Sino Gold Mining and Gold Fields have announced that Sino Gold will undertake a A$136 million capital raising, the proceeds of which will be used primarily to retire its gold hedge position. Gold Fields has agreed to increase its stake in Sino Gold which, after the retiring of its hedge position, will be a financially stronger growth company. Furthermore, the existing exploration alliance between Sino Gold and Gold Fields Australasia, a wholly owned subsidiary of Gold Fields, in China, now the largest gold producing country in the world, will be broadened to include a greater range of potential projects.
Sino Gold will raise up to approximately A$204 million via a combination of:
1. An accelerated renounceable entitlement offer to existing shareholders to raise up to approximately A$136 million so as to allow the closing out of Sino Gold’s hedge book and for development, exploration expenditure, working capital and general corporate purposes. Thereafter, Sino Gold will become an unhedged gold producer with the potential to increase gold production controlled by Sino Gold towards 500,000 oz/y over the next two to three years
2. A placement to Gold Fields of up to approximately A$68 million, and thereafter Gold Fields will also exercise in full its entitlements under the entitlement offer. As a result of its participation and support, Gold Fields’ shareholding in Sino Gold will increase from 15.5% currently to 19.9% at completion of the capital raising to further consolidate Gold Fields’ position as Sino Gold’s major shareholder.
In November 2006, Gold Fields and Sino Gold announced the formation of a strategic alliance to explore and develop large-scale gold deposits in China, combining the `in-country’ exploration and commercial skills of Sino Gold with the large scale mine development skills of Gold Fields.
The alliance’s principal focus has been exploring prospective belts in China for resources hosting at least 5 Moz of gold or gold equivalent, with a production capability of 500,000 oz/y (rule of `fives’). On a technical level the alliance has concentrated its exploration efforts on porphyry, high-sulphidation epithermal or sediment-hosted disseminated orogenic style gold mineralisation which were not previously the focus of Sino Gold’s exploration program in China. Following a thorough review of 58 mineral belts in China, four belts have been identified as priority belts with the potential to host these styles of deposits. Work is ongoing in each of these belts.

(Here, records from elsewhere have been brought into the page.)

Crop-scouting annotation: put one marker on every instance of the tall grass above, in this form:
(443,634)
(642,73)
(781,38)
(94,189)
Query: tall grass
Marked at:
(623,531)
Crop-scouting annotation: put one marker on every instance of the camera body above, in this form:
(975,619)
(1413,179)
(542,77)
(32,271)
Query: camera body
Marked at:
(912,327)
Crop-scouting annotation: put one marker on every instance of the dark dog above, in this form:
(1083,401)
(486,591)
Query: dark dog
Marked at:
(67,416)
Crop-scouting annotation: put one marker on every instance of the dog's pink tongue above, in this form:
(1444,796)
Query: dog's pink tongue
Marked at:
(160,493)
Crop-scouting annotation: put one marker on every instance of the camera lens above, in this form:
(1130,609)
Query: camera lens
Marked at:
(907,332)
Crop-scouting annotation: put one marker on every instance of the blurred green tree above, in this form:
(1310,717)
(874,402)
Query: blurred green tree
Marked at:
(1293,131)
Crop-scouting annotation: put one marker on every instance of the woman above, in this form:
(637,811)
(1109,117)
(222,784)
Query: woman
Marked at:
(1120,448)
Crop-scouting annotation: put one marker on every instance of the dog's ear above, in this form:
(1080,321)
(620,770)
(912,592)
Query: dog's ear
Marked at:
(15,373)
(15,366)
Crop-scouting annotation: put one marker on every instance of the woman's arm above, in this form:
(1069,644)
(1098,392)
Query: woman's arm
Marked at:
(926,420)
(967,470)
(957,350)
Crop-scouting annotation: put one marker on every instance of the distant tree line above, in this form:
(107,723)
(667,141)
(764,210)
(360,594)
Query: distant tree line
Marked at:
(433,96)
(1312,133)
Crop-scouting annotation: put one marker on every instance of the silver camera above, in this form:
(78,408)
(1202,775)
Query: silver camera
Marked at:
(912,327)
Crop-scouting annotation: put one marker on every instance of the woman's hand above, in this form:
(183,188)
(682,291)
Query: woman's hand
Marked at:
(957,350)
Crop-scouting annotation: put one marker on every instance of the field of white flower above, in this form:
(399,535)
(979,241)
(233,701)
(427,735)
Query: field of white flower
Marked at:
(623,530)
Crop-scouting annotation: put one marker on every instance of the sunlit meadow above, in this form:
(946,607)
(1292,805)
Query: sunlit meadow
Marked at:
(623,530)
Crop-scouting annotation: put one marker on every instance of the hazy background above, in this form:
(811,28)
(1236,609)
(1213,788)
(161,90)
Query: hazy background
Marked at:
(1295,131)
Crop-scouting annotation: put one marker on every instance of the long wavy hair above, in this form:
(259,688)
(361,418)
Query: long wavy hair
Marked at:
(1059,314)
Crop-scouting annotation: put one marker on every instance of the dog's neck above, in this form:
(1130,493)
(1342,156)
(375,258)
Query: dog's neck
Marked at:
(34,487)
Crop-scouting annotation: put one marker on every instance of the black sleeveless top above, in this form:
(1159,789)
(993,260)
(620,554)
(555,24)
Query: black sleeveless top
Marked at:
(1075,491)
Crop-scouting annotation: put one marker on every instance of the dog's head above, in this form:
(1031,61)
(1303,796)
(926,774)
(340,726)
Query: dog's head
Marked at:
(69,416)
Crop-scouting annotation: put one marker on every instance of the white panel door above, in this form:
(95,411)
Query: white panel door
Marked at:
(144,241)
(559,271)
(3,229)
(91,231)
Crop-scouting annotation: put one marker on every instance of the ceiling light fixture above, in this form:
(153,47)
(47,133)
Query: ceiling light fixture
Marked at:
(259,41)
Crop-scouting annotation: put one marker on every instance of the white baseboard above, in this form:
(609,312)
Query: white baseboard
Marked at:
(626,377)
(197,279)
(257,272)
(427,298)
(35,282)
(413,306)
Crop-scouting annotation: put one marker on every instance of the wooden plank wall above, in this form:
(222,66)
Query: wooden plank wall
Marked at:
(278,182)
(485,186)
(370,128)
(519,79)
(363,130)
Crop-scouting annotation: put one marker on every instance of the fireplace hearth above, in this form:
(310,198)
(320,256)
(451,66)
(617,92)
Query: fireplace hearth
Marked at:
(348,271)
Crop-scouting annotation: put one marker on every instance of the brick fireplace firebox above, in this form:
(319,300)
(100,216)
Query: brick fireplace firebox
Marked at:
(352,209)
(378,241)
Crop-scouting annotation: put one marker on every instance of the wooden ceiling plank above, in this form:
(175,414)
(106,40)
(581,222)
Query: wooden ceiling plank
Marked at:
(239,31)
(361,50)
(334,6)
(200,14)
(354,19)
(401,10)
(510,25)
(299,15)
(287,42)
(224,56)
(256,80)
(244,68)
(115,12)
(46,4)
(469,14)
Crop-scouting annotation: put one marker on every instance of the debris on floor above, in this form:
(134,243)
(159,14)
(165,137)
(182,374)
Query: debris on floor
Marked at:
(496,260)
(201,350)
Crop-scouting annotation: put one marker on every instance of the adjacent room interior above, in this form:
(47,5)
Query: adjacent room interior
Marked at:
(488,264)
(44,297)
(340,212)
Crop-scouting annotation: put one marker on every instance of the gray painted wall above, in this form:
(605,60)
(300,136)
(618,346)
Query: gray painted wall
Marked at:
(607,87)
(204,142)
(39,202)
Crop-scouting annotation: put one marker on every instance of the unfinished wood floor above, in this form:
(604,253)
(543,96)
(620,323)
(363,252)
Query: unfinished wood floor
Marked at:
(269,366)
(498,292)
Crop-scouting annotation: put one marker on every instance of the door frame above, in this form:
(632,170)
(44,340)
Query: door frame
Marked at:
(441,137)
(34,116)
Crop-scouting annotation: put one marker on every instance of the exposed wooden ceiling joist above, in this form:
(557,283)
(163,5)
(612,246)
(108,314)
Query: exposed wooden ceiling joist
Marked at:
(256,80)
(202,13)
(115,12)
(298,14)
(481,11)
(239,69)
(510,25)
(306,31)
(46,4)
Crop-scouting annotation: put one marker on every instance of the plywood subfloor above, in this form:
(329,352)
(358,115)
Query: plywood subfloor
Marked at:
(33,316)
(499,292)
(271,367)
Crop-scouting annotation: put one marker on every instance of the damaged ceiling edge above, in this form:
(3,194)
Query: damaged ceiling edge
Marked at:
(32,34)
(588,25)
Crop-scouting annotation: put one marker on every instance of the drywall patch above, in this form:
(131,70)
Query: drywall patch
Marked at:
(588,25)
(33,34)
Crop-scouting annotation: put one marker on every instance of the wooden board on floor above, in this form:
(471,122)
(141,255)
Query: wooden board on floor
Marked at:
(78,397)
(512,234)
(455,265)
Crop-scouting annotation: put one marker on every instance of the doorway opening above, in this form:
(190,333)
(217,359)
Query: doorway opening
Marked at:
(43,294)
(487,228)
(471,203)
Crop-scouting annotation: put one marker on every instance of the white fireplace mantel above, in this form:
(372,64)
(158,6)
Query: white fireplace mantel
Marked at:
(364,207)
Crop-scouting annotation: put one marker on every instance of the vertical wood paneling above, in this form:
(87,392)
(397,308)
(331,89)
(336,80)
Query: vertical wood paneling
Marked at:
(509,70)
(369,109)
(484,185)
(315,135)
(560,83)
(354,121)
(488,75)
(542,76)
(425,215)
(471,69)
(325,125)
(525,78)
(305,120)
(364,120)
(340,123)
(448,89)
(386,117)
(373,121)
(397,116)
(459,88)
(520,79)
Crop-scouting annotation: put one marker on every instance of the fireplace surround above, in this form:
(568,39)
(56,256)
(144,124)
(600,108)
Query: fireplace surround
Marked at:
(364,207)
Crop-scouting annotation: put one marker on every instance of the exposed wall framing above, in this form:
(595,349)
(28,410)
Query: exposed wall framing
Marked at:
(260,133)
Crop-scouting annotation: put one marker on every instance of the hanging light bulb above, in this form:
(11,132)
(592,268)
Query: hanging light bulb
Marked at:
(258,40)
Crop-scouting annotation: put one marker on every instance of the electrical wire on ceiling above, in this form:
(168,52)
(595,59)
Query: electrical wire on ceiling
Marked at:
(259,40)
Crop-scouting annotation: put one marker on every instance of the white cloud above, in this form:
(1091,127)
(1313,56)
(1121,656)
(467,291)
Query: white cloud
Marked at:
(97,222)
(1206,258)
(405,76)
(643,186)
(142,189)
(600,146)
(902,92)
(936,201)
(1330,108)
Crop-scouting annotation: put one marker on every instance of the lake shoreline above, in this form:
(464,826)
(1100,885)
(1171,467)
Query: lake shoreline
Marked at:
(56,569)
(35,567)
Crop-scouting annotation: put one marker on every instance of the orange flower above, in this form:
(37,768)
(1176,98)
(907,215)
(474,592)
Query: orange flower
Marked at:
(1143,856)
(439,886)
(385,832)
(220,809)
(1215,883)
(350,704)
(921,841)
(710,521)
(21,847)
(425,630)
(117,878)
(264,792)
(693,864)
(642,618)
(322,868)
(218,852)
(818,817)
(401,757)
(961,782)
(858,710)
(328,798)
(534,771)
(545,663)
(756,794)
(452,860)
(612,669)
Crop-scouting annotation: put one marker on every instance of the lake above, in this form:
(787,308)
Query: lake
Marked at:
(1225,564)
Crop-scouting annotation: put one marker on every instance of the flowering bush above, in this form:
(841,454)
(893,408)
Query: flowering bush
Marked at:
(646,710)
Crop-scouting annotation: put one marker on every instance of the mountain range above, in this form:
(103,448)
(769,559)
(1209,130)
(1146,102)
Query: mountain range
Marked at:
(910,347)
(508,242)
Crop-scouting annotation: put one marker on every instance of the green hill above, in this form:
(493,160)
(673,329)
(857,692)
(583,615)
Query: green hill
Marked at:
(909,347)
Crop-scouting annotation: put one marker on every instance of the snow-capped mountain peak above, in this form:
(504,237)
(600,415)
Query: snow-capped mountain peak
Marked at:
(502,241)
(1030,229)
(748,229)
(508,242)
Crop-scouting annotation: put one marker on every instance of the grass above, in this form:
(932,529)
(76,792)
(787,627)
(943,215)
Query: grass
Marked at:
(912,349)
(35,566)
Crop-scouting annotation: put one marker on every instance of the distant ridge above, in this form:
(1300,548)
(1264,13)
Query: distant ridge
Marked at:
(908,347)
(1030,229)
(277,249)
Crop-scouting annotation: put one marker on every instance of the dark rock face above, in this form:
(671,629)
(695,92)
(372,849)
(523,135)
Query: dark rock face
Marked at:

Outside a 50 km buffer around Sino Gold’s existing operations (White Mountain, Jinfeng, Eastern Dragon, Sanjianfang, and Beyinhar), the parties have agreed to decrease the threshold for new investments to include gold deposits with resources hosting at least 3 Moz, and with annual production capability of 300,000 oz/y.
There is no change to the funding agreements that each party contribute equally to the activities of the alliance. For an asset to stay in the alliance, the two companies must equally fund its exploration and development. These changes therefore broaden and increase Sino Gold’s financial capacity to explore in new belts outside of its four development projects.
Nick Holland, newly appointed CEO of Gold Fields, said: “The alliance is of strong strategic importance to Gold Fields which has long recognised China and the Australasian region as highly prospective. Gold Fields views Sino Gold as the best partner, in China, to help us unlock that value for our shareholders. Increasing our shareholding in Sino Gold naturally strengthens our commitment to Sino Gold, but further strengthens our commitment to the alliance and our exposure to the Australasian region.”
Jake Klein, CEO of Sino Gold, said: “This is an important step for Sino Gold. We are delighted to have received such significant support from our major shareholder, Gold Fields, through its commitment to purchase shares at a premium to the entitlement issue and increase its holding in Sino Gold to 19.9%. With the close out of our forward sales, Sino Gold’s shareholders will now have the opportunity to fully participate in the value created by our growing gold production in a rising gold price environment.”